The number of network parameters is 1153.
Step 4. Training
When training, the neural network uses the dataset to adjust its parameters in such a way that the error is minimized.
In this case, we passed the entire dataset through the network 10 times, in 32-sample batches.
As we can see, at the end of the training, the error is very small, 2.5e-5.
Step 5. Verification
Now we will test the neural network one last time and compare it to the expected values. As seen in the graph, the network approximates the sine function quite well.
Step 6. Export the data
This function allows you to export the weights of the neural network to a text file and then load it from the SBC.
Part 2. Execution on the SBC
First of all, we will review the implementation of the neural network.
The neural network is divided into 4 classes: Neural_Network, Layer, Perceptron and Activation.
Each class basically has 1 method called process that is in charge of doing all the work, as well as loading and saving methods.
The Activation class, implements the linear, relu, sigmoid, and tanh activation functions.
The Perceptron class is responsible for performing all multiplications. Note that the vector multiplication function is implemented in ASM so as not to sacrifice performance.
ASM vs Python implementation
The vector multiplication is responsible for the most part of the CPU usage, so implementing it on ASM allows improving the library performance by a lot. In this example, a simple 100×100 vector multiplication is performed. A python implementation takes 1339 us, meanwhile, the ASM implementation only takes 28us. This is about 50x faster while preserving the same output values.
The Layer class groups a few perceptrons in parallel.
The class Neural Network stacks all the network layers.

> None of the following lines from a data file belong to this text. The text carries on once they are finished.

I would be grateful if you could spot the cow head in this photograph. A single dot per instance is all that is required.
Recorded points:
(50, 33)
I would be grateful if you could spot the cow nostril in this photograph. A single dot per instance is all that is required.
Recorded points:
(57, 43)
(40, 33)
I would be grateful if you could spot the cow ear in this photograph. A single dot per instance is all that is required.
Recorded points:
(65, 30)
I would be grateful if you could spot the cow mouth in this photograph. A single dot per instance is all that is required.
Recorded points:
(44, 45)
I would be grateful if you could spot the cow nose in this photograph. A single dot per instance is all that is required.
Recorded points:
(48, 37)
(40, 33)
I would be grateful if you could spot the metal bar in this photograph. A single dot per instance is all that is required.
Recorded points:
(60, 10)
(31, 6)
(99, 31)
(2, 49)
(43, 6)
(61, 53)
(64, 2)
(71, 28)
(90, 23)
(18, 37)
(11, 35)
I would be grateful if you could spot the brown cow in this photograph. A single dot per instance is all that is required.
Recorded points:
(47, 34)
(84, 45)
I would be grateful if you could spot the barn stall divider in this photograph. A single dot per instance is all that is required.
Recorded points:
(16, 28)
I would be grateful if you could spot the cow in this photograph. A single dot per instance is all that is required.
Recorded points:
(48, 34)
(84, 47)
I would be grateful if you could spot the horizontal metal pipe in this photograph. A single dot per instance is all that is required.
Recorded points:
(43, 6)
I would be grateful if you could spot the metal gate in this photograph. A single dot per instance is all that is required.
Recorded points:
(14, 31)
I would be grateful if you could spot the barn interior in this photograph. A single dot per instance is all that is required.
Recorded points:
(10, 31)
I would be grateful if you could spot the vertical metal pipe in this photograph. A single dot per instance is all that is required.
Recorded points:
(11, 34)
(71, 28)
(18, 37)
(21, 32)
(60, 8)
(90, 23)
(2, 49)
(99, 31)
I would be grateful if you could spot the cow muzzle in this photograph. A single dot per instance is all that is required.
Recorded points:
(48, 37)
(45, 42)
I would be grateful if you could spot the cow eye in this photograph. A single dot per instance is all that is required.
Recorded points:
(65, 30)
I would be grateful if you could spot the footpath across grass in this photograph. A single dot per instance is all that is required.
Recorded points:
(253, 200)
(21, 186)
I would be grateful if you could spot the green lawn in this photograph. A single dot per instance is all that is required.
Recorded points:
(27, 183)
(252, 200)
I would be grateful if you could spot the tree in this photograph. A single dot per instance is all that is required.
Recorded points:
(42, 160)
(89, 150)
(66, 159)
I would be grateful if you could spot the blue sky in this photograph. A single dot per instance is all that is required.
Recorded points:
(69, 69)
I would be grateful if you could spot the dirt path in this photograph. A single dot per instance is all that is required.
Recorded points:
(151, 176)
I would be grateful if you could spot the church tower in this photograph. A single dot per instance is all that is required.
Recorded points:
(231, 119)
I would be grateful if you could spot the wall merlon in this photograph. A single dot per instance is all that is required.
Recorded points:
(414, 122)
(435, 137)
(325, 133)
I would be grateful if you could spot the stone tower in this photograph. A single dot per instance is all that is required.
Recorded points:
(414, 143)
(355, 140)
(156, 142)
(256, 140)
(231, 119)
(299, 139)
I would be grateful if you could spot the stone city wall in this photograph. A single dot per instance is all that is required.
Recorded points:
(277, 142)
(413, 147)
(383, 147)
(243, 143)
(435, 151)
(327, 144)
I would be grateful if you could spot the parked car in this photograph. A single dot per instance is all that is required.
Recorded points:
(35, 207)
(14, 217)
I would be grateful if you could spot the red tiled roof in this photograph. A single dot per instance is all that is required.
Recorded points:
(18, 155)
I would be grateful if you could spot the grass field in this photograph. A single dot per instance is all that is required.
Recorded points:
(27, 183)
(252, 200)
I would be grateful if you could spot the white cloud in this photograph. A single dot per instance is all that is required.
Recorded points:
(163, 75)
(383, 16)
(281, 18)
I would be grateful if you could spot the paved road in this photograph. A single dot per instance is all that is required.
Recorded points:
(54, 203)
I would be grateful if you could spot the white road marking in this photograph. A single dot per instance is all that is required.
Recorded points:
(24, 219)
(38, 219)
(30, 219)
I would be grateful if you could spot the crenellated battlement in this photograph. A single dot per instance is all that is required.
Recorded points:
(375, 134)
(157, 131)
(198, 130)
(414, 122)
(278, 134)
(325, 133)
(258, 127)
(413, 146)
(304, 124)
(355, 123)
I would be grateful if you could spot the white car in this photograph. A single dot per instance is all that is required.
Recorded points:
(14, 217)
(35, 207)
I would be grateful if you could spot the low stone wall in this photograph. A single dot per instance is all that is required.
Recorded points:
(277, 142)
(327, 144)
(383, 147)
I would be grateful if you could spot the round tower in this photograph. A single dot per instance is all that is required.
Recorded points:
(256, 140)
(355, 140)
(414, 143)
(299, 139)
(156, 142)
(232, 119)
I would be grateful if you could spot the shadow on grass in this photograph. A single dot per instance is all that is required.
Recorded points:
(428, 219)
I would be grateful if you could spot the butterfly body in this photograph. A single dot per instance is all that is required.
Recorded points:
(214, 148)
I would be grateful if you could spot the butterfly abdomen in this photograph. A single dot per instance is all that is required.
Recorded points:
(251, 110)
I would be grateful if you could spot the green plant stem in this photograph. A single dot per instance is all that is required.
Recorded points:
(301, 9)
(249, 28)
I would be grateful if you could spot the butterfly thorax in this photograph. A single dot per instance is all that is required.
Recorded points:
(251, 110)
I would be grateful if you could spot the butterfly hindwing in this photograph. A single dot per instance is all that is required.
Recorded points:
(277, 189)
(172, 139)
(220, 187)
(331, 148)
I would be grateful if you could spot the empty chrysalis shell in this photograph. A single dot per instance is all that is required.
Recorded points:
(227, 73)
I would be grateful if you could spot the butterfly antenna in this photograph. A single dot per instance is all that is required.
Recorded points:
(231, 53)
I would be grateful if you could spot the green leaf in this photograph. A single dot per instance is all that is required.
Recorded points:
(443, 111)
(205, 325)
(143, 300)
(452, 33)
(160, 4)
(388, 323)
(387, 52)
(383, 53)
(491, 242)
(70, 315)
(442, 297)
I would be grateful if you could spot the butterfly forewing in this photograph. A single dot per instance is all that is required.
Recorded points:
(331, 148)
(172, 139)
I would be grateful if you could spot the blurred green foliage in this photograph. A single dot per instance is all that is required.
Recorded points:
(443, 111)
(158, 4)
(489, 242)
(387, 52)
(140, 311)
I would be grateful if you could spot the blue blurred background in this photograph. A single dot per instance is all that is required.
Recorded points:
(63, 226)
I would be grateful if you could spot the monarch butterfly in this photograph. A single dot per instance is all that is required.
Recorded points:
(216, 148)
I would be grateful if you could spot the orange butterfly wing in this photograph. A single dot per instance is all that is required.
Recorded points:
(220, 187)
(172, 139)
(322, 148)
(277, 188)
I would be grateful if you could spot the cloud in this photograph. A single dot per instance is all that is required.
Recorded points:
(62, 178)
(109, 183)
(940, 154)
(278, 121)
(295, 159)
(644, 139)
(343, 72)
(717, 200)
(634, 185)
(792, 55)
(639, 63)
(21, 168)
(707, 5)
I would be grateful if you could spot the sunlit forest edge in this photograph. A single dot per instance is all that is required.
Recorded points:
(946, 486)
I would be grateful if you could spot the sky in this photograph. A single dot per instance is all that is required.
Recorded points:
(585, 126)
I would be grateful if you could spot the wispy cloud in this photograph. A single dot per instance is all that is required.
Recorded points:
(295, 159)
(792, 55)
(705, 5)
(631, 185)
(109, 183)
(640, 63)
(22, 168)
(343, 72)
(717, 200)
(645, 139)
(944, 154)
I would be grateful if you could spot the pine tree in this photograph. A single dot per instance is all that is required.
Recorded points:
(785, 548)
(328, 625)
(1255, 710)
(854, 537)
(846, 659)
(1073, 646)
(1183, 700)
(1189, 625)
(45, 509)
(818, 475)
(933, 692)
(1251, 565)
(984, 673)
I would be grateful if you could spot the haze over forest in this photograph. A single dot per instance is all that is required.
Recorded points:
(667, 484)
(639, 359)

Finally, we can review/check the use of the network.
We will copy the file with the weights to the SBC and execute the following main.py.
This code loads the network from the sine.unn file and calculates the sine of 0.123 and then displays the value obtained by the network and the real sine, as well as the calculation time in microseconds.
As we see, the output approximates the expected value with 4 decimals.
This network, with 1153 weights, required 4612(1153*4) bytes of RAM to store weights in float value and 5.8ms to process.